Lama Rod Owens
Lama Rod Owens is a Black Buddhist Southern Queen. An international influencer with a Master of Divinity degree in Buddhist Studies from Harvard Divinity School with a focus on the intersection of social change, identity, and spiritual practice. Author of Love and Rage: The Path of Liberation through Anger and co-author of Radical Dharma: Talking Race, Love and Liberation, his teachings center on freedom, self-expression, and radical self-care. Highly sought after for talks, retreats, and workshops, his mission is showing you how to heal and free yourself.
A leading voice in a new generation of Buddhist teachers with over 11 years of experience, Lama Rod is highly respected among his peers and the communities that he serves. “It can be confusing for people to see Tantric Buddhist teachings coming from someone who’s Black and queer, southern, and fat, it’s who I am,” he says. From these intersections, he creates a platform that is very natural, engaging, and inclusive.

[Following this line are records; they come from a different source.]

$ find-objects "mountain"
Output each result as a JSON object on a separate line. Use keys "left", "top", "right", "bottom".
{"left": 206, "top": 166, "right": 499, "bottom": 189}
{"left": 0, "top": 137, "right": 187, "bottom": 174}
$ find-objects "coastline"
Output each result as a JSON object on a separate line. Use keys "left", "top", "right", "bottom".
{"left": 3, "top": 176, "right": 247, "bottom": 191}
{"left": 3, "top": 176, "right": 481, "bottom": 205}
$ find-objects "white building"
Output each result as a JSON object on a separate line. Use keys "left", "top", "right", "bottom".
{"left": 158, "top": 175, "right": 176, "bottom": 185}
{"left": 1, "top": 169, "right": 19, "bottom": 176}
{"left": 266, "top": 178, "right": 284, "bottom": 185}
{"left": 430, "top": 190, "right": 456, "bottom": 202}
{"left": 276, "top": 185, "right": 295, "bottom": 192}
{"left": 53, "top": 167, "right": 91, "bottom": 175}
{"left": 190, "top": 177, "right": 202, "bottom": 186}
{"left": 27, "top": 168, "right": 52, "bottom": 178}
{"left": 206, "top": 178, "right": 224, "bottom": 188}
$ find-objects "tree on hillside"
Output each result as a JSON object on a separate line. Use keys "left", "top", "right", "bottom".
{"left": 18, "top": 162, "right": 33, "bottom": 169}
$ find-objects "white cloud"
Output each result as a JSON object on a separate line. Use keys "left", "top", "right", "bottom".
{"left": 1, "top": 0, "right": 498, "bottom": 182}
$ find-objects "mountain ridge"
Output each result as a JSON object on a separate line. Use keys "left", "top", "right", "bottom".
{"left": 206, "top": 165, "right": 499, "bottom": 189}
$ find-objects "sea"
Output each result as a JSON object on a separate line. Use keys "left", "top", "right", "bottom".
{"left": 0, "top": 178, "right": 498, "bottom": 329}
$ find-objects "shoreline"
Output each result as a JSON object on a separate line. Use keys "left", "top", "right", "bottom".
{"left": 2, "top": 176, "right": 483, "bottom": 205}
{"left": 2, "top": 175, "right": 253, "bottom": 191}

Applauded for his mastery in balancing weighty topics with a sense of lightness while still speaking truth to power, this Queen has been featured by CNN, Good Morning America, BBC, The Washington Post, PBS, NPR, Ebony, Out Magazine, and more. Connection is Lama Rod’s second language; authenticity is his first. Meeting people where they are and speaking to them rather than at them with words they can relate to makes his delivery digestible and highly sought after.
Honoring his southern roots, he refers to his healing approach as “laying hands.” His laying of hands, however, is showing you how to do the work of making the necessary choices in your day-to-day relationships and routines to heal and free yourself from the traumas that bind you to self-sabotaging behaviors. He teaches you how to continuously choose clarity and light, how to transform emotions such as grief and anger into liberation.
Lama Rod co-founded Bhumisparsha in 2018, a spiritual community with a mission of making tantra accessible and inclusive for North American practitioners while serving as a catalyst for transformative social change. He is the co-host of the podcast series The Spirit Underground with fellow Buddhist Teacher Spring Washam where they explore spiritual abolition through the framework of Black and Indigenous spiritualities. Prior engagements from the Buddhist minister, author, activist, yoga instructor and authorized Lama in the Kagyu School of Tibetan Buddhism include talks, retreats, and workshops for organizations, businesses and universities, including Calm, NYU, Yale, MIT, Harvard, Google, Columbia University, and Stanford University.